As tighter laws have been implemented to stop fronting, companies are also innovating in ways to cheat the system.
Despite stricter rules and regulations, methods of fronting (misrepresenting a black economic empowerment, scorecard) have evolved and BEE verification agencies continue to see an increase in the number of cases. In recent months EconoBEE, a BEE consultancy, has reported at least 20 cases to the department of trade and industry and the South African National Accreditation System (Sanas).
Chief operating officer Gavin Levenstein said that before the company reported an issue to the department it was investigated fully to be sure not to waste the department’s time and not to accuse any business falsely. “We do this because we are concerned about fronting, but also because we do not want our clients to earn points from invalid certificates and then themselves get accused of questionable practices.”
But fraudulent practice is becoming more prevalent and more devious. “It used to be fairly obvious and relatively easy to catch out, but the methods of hiding these days are becoming more and more difficult to discover,” he said. In their investigations, EconoBEE has identified four common ways of fronting:
Exempt micro enterprises
Companies with a turnover of less than R5-million are generally exempt from producing BEE scorecards, except in selected industries, such as tourism, where the limit is R2.5-million. But companies go to great lengths to qualify for exemption and the methods are many. It could be as simple as fudging accounts, or creating a new business. Companies also create, or already have, holding companies with the same or a similar name. The holding companies do not trade and therefore have a significantly lower turnover. The holding company’s finances are then used falsely to qualify for an exemption. Companies also create new entities and transfer old assets into them to create a “start up”, but many agencies and accountants do not check if it is a continuation of an existing business and simply issue a certificate.
Levenstein said the verification manual stated that all agencies have to conduct an on-site visit to verify the entity. But Sanas has not accredited an agency for exempt micro enterprises (EME), allowing them to bypass the site visit requirement. Often a visit to the business gives a good indication if the business is an EME. “If the business has 50 staff, there has to be a question mark around its EME status.
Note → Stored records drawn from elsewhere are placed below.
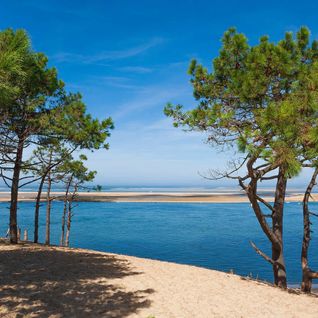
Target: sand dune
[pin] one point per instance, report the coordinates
(38, 281)
(204, 197)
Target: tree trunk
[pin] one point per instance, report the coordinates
(48, 211)
(69, 217)
(68, 224)
(279, 269)
(37, 210)
(14, 192)
(65, 211)
(307, 273)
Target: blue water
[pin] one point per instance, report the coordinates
(210, 235)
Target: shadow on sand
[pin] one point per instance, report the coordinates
(44, 282)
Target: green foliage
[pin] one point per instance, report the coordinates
(262, 98)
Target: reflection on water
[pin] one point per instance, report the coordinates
(209, 235)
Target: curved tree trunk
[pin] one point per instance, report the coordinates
(37, 210)
(307, 274)
(279, 269)
(274, 233)
(48, 211)
(62, 242)
(14, 192)
(69, 217)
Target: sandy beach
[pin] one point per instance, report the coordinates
(178, 197)
(38, 281)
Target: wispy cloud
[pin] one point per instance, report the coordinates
(135, 69)
(107, 55)
(149, 97)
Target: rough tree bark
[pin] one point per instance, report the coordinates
(37, 209)
(48, 210)
(69, 217)
(274, 233)
(307, 274)
(62, 242)
(279, 268)
(14, 192)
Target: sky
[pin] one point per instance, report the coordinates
(129, 58)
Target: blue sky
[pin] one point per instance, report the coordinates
(129, 58)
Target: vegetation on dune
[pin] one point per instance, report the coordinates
(37, 111)
(261, 99)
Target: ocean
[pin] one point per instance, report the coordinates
(211, 235)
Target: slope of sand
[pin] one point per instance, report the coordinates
(38, 281)
(204, 197)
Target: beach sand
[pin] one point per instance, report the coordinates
(38, 281)
(181, 197)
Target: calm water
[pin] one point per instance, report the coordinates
(209, 235)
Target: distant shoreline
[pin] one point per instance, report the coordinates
(155, 197)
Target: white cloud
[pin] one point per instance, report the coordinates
(107, 55)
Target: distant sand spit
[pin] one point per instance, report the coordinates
(155, 197)
(38, 281)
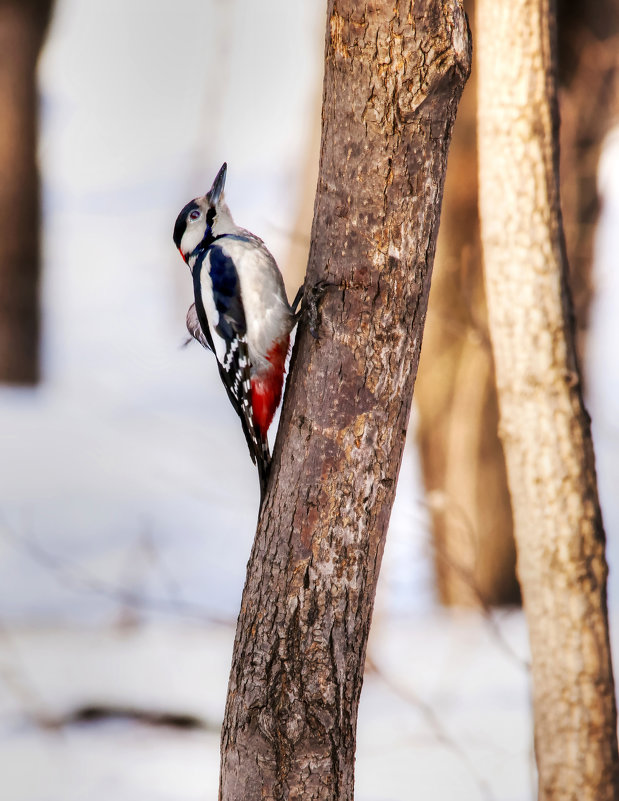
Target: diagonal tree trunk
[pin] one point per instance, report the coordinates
(394, 74)
(543, 423)
(22, 27)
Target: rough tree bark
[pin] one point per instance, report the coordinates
(393, 76)
(543, 423)
(22, 28)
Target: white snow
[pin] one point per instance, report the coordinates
(127, 501)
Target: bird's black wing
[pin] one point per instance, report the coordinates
(234, 366)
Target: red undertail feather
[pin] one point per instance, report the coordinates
(266, 388)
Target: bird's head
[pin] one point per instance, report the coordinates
(203, 218)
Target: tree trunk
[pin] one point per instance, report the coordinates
(543, 423)
(461, 454)
(22, 27)
(393, 76)
(589, 81)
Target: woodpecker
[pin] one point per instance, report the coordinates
(241, 312)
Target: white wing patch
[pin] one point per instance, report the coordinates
(212, 315)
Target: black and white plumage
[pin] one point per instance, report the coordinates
(241, 312)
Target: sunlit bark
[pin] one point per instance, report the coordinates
(394, 73)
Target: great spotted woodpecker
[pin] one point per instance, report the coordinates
(241, 312)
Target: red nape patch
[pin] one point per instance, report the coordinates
(266, 388)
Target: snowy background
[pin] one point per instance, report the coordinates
(127, 501)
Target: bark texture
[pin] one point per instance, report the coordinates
(393, 76)
(543, 423)
(22, 27)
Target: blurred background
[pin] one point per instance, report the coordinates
(127, 499)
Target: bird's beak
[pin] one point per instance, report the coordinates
(216, 191)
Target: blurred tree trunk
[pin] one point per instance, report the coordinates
(462, 457)
(543, 423)
(461, 454)
(22, 27)
(589, 79)
(393, 76)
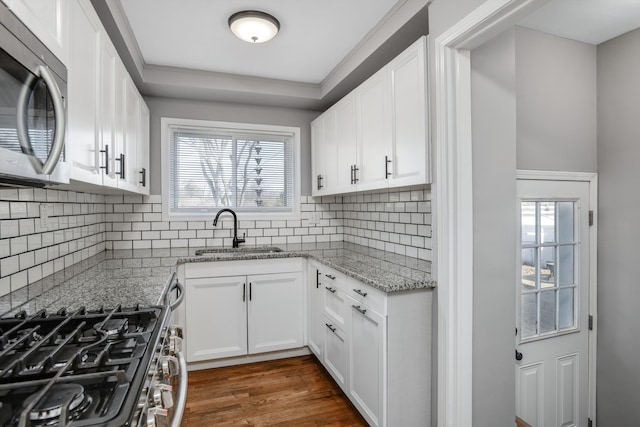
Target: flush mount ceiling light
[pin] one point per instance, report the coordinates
(253, 26)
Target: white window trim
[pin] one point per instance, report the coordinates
(166, 122)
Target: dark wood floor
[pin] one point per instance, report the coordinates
(287, 392)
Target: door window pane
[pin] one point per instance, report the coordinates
(566, 311)
(566, 224)
(547, 222)
(529, 265)
(529, 311)
(548, 282)
(547, 312)
(547, 267)
(566, 265)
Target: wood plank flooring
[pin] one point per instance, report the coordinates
(287, 392)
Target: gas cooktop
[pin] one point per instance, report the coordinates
(82, 368)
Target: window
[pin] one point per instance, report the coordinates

If the business has one customer that spends R6-million a year with it, there has to be a query if it says that its turnover is less than R5-million,” he said. “In one case we found that the accountant based his letter on VAT figures supplied by his client showing that his client is not only cheating on BBBEE [broad-based black economic empowerment] but also cheating on the taxman.”
Qualifying small enterprise
As a qualifying small enterprise, it is far easier to gain BEE status by producing a generic scorecard. Companies that can show a turnover of less than R35-million, depending on the sector, can use this scorecard. “Some companies could earn two tothree times more points this way,” Levenstein said. “It’s a lot more difficult to catch out.” A company with a turnover of R50-million could be split into two businesses with a turnover of R25-million each. “In some cases it is justified,” Levenstein said.
Sector codes
Sector code fronting refers to companies and verification agencies producing a certificate based on the wrong set of codes. Levenstein said the fault usually lies with an agency that accepts the work but does not have the required accreditation for the sector that the client belongs to. “Ironically the agency will deny any wrongdoing, but quickly get his accreditation and from then on will verify his clients using the correct sector codes.” The average company would not know that the verification agency cannot verify them. But in some cases it is done deliberately and the company “plays the ignorant card”.
Forged certificates
Companies still forge certificates for BEE compliance, Levenstein said. “It’s more common than we realise. A certificate is commonly forged off a valid one produced by a verification agency. Then the VAT number or the company name will be changed.”It’s incredibly difficult to discover,” Levenstein said. “You would need to pick up differences in the PDF or in the company names.” If a forged certificate is in no way connected to the department of trade and industry or Sanas, and has not broken a Sanas regulation not much can be done other than to deem the certificate invalid.